Fibroid-Associated Heavy Menstrual Bleeding: Correlation Between Clinical Features, Doppler Ultrasound Assessment of Vasculature, and Tissue Gene Expression Profiles
Tsiligiannis, SE; Zaitseva, M; Coombs, PR; Shekleton, P; Olshansky, M; Hickey, M; Vollenhoven, B; Rogers, PAW
Despite the prevalence of uterine fibroids (Fs), few studies have investigated the links between clinical features and the cellular or molecular mechanisms that drive F growth and development. Such knowledge will ultimately help to differentiate symptomatic from asymptomatic Fs and could result in the development of more effective and individualized treatments. The aim of this study was to investigate the relationship between ultrasound appearance, blood flow, and angiogenic gene expression in F, perifibroid (PM), and distant myometrial (DM) tissues. We hypothesized that angiogenic gene expression would be increased in tissues and participants that showed increased blood flow by Doppler ultrasound. The study was performed using Doppler ultrasound to measure blood flow prior to hysterectomy, with subsequent tissue samples from the F, PM, and DM being investigated for angiogenic gene expression. Overall, PM blood flow (measured as peak systolic velocity [PSV]) was higher than F blood flow, although significant heterogeneity was seen in vascularity and blood flow between different Fs and their surrounding myometrium.

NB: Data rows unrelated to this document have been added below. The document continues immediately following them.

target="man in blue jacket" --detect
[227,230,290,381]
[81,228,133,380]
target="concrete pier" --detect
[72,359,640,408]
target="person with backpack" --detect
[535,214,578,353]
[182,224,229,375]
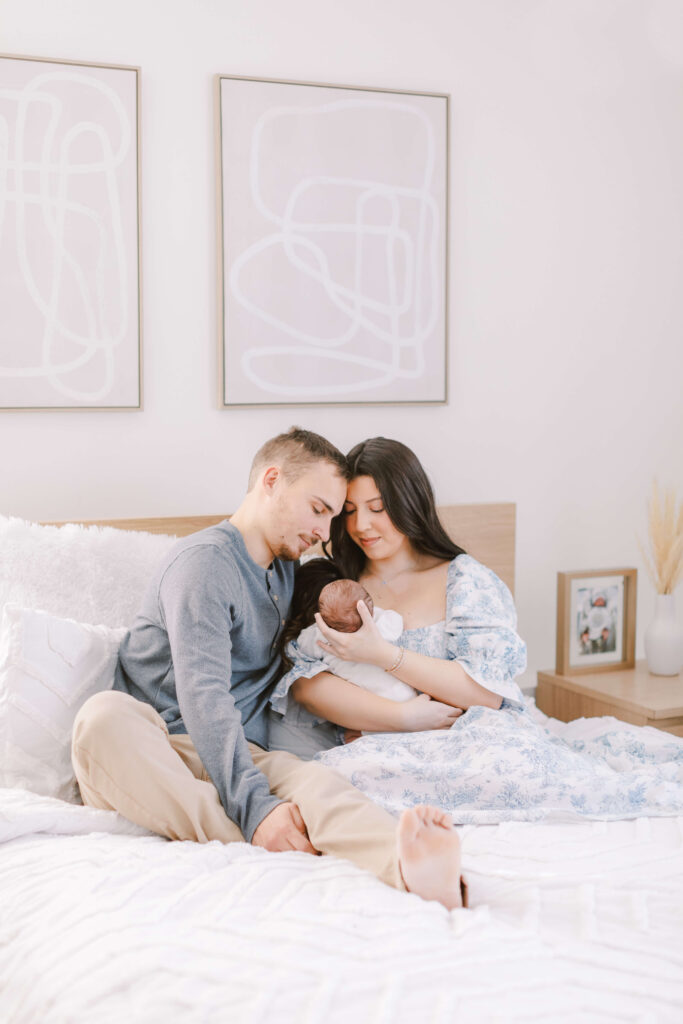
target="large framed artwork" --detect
[216,75,449,407]
[0,55,141,410]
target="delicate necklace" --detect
[370,566,417,587]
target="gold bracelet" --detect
[384,647,405,673]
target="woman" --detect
[271,437,683,823]
[270,437,525,757]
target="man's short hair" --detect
[248,427,350,490]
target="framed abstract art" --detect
[216,75,449,408]
[0,56,141,410]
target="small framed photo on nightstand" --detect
[555,569,637,676]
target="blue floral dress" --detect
[271,555,683,824]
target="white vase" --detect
[645,594,683,676]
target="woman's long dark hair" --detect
[330,437,465,580]
[278,558,342,672]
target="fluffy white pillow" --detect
[0,516,176,626]
[0,604,126,803]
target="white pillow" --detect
[0,604,127,803]
[0,516,176,626]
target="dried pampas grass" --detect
[638,480,683,594]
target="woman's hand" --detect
[399,693,463,732]
[315,601,396,669]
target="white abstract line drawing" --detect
[0,61,138,406]
[224,78,444,401]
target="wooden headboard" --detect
[53,502,516,594]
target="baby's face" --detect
[317,580,373,633]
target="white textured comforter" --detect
[0,790,683,1024]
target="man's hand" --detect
[252,804,319,856]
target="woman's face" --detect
[344,476,410,560]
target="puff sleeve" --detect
[445,555,526,701]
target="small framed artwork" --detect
[556,569,637,675]
[216,75,449,409]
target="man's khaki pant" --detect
[72,690,405,889]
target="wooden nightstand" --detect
[536,662,683,736]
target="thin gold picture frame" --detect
[555,568,638,676]
[214,74,451,410]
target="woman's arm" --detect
[316,601,503,712]
[292,675,462,732]
[383,644,503,710]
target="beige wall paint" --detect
[0,0,683,682]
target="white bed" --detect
[0,507,683,1024]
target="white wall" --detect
[0,0,683,682]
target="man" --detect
[73,428,462,906]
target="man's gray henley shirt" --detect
[114,520,296,842]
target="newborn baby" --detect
[297,580,418,700]
[317,580,376,635]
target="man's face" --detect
[266,462,346,561]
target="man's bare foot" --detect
[398,804,463,910]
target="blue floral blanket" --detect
[316,700,683,824]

We did not find any correlation between PSV and any other clinical or molecular parameter in this study. We identified 19 angiogenesis pathway-related genes with significant differences in expression between F and DM, and 2 genes, matrix metalloproteinase 9 (MMP9) and Neuropilin 2 (NRP2), that were significantly different between F and PM. These results are consistent with subtle differences between PM and DM. Understanding the differences between symptomatic versus asymptomatic Fs may eventually lead to more effective treatments that directly target the source of heavy menstrual bleeding.